[nycbug-talk] FreeBSD Testimonials and Support

Isaac Levy ike
Thu Apr 14 14:38:55 EDT 2005


Wordup Pete, Gordon, All,

On Apr 14, 2005, at 2:21 PM, pete wright wrote:

> personally I would not worry too much about the SCO case currently.
>> From what I've read about it, the whole things seems like a trade/IP
> dispute between SCO and IBM.  The linux kernel seems to be involved in
> this for sure, but I don't think it marks the end of linux
> development.  And if I remember correctly Novel or HP or some vendor
> has offered idemnity to linux using clients, but still I think it's a
> bit too early to worry about this.

I'd agree the SCO debacle is pretty much a moot point now for Linux 
dev- but it is noteworthy that the BSD's already went through this 
exact mess, back in the early 90's, and came out on top.  (The BSD 
developers did indeed have systemV code in there, so they ripped it 
out, rewrote what was necessary, and moved on.)

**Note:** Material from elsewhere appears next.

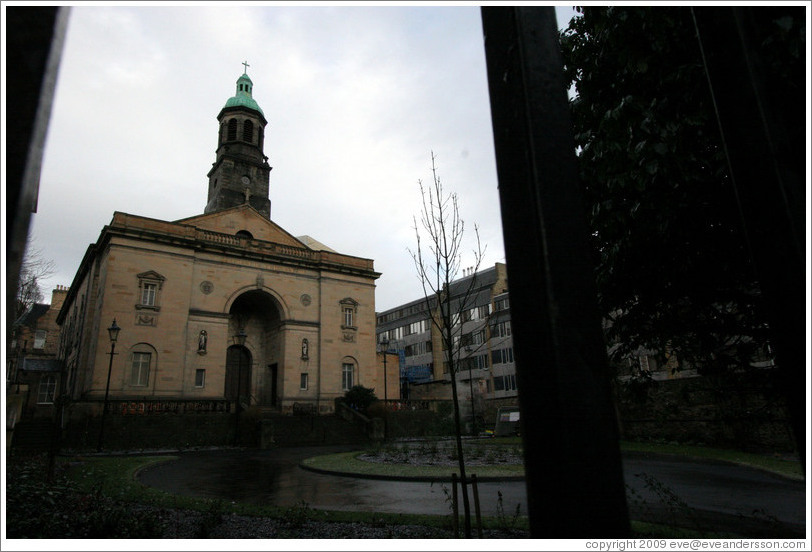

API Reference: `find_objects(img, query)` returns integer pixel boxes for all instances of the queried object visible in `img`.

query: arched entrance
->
[225,345,251,402]
[225,289,284,407]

> Although, having said that the BSD liscense has already been tried in
> courts and is much less greedy and restrictive than the GPL liscense.

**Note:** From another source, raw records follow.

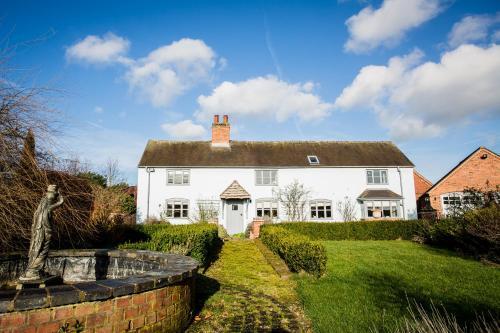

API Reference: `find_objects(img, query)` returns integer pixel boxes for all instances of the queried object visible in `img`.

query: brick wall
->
[429,148,500,215]
[212,115,231,145]
[413,171,432,201]
[0,278,194,333]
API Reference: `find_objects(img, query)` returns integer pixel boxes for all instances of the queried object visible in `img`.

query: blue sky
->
[0,0,500,183]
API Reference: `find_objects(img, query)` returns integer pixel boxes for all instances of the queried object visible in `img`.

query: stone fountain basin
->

I'll second that, and without meaning to be negative here, I'll toss 
this recent slashdot news posting in:

'GPL 3.0 to Penalize Google, Amazon?'
http://linux.slashdot.org/article.pl?sid=05/04/08/2148207&tid=98&tid=106
http://www.internetnews.com/dev-news/article.php/3495981

Very uncool, freedom fascism, IMHO.  (I'll be tossing flames to 
/dev/null on those words btw).
Wether or not the GPL 3.0 is applied to retroactively penalize various 
companies or not, it's the *possibility* here that makes my heart sink- 
this kind of junk hurts everyone in Open Source.

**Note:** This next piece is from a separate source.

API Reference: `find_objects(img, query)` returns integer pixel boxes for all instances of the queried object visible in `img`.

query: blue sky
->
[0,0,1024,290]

/me shrugs and draws a clean line on the ground to step away from that 
muck...

I'll stick to the *BSD's for more than just the respective tight OS 
codebases, deep historical roots, and insanely solid performance- the 
Licensing is really important to me.

>  If I was going to base a product on any open techonology I would take
> a serious look at the BSD liscense and how it differs from the GPL
> (not to mention the MIT liscense and all the other one's listed on the
> OSI site).

I'd agree- in most cases, the BSD license gives a company the *most* 
freedom with the source, even the freedom to close it again in the 
future, if some situation/context calls for it.